I think you can see where I’m going with this, so I’m going to pause. I need to make something VERY clear: I am not opposed to memorizing times tables or cursive writing or learning that Austin is the capital of Texas. This is not my point at all. In fact, I’m usually in FAVOR of these things. What IS my point is that in every nurturing, mentoring, guiding, teaching, learning moment, we ought to be asking WHY in terms of the finished product. Just because something can be done does not mean that it should be done.
And I’ll tell you this: I don’t want highly trained, academically brilliant graduates of All Saints using their training for immoral purposes. Human history is rife with such examples: gosh, what can we do with this new invention? I know, we’ll make a weapon!

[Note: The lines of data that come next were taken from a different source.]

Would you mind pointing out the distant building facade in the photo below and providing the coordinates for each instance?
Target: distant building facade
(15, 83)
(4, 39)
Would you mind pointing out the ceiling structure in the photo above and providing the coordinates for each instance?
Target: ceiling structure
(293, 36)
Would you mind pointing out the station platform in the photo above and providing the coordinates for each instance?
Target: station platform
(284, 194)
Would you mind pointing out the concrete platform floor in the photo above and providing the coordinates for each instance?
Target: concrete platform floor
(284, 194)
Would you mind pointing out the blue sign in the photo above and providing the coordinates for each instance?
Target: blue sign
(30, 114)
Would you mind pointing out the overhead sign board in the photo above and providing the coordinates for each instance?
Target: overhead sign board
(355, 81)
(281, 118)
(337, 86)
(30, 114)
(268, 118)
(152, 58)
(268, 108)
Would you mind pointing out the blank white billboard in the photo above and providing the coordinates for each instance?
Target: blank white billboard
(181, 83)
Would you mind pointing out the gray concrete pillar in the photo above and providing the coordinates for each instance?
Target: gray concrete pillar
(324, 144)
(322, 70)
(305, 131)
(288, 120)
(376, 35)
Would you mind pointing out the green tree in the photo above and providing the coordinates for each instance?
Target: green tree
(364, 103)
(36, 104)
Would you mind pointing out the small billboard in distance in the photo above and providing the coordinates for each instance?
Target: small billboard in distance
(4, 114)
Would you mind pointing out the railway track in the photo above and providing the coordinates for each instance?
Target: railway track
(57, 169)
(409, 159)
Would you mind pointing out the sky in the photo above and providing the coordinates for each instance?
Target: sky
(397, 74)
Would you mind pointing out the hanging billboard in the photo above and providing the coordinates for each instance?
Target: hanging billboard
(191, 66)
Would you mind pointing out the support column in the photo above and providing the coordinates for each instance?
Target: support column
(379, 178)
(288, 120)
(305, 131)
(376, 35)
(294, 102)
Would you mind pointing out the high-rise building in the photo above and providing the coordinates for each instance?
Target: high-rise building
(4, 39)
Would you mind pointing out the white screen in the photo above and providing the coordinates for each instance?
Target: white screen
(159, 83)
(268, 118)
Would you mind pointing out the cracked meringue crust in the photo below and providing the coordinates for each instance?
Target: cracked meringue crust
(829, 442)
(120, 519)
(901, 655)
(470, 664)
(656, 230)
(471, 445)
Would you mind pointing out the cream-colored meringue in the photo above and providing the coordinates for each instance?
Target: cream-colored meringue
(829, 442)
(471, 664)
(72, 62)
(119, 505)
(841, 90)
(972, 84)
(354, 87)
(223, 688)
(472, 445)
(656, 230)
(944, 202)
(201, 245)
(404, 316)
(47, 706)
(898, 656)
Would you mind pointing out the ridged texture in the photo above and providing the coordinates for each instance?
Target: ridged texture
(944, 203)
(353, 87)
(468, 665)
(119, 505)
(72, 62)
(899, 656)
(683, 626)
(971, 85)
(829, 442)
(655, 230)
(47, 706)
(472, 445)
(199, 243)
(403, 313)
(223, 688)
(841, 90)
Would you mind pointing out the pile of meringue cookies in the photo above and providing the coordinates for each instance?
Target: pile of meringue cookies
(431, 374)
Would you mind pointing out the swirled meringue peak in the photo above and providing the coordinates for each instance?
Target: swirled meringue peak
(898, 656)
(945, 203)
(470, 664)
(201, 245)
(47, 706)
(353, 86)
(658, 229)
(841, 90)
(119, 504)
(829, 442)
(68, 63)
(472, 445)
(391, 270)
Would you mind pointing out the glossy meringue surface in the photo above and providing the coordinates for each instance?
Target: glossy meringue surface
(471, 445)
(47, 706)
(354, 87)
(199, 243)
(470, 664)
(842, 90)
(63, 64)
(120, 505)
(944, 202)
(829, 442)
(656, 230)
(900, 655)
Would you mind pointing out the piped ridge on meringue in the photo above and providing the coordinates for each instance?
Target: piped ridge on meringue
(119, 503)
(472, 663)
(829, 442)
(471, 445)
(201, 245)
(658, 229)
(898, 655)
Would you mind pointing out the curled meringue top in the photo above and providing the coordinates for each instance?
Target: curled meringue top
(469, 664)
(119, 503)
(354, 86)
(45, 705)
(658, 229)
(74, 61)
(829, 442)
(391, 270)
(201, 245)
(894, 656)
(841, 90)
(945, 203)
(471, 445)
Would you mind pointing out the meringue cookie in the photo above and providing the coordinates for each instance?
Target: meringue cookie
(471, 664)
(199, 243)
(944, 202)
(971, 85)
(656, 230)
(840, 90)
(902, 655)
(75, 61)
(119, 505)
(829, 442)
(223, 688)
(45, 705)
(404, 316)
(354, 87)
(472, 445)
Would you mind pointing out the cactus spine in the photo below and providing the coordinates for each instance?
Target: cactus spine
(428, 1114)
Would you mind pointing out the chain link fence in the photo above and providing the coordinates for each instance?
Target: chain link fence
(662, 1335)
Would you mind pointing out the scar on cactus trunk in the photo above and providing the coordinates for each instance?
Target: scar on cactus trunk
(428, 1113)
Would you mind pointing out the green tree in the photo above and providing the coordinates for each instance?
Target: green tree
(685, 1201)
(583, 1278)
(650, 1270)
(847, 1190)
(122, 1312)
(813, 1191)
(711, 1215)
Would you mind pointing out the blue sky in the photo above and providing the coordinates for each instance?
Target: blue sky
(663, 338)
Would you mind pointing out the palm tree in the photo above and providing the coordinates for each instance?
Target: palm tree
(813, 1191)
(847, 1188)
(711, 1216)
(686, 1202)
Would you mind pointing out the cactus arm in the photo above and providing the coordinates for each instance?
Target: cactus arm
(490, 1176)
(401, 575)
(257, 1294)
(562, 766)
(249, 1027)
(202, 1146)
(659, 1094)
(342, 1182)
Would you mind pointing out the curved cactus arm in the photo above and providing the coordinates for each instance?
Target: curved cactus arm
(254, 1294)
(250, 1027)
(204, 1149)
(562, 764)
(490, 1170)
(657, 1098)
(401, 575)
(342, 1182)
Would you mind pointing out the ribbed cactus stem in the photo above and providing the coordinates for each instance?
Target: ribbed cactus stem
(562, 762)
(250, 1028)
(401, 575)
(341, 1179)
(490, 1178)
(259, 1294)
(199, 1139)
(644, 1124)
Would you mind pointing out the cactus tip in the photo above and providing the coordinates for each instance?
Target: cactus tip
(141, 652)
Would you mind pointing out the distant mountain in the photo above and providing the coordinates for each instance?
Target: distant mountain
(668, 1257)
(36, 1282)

So, to sum up, it seems to me that the End of Education is to serve our moral nature. All Saints Episcopal School operates in a Christian environment. We intentionally, like every independent school that I know of, teach morality. We have a core values program of 6 virtues that are emphasized each of the six grading periods: Service, Tolerance, Achievement, Integrity, Respect, and Spirituality. We have an honor code and an honor council, morning devotions and the pledge of allegiance. Weekly chapels. And why do we do these things?
Because we believe that every child has infinite value and infinite possibilities in responding to God’s unique call to him or her. At All Saints, we live this way every day. Remember Michelangelo’s idea? Every block of stone has a statue inside of it? The sculptor’s job is to let it out! That’s why we’re here.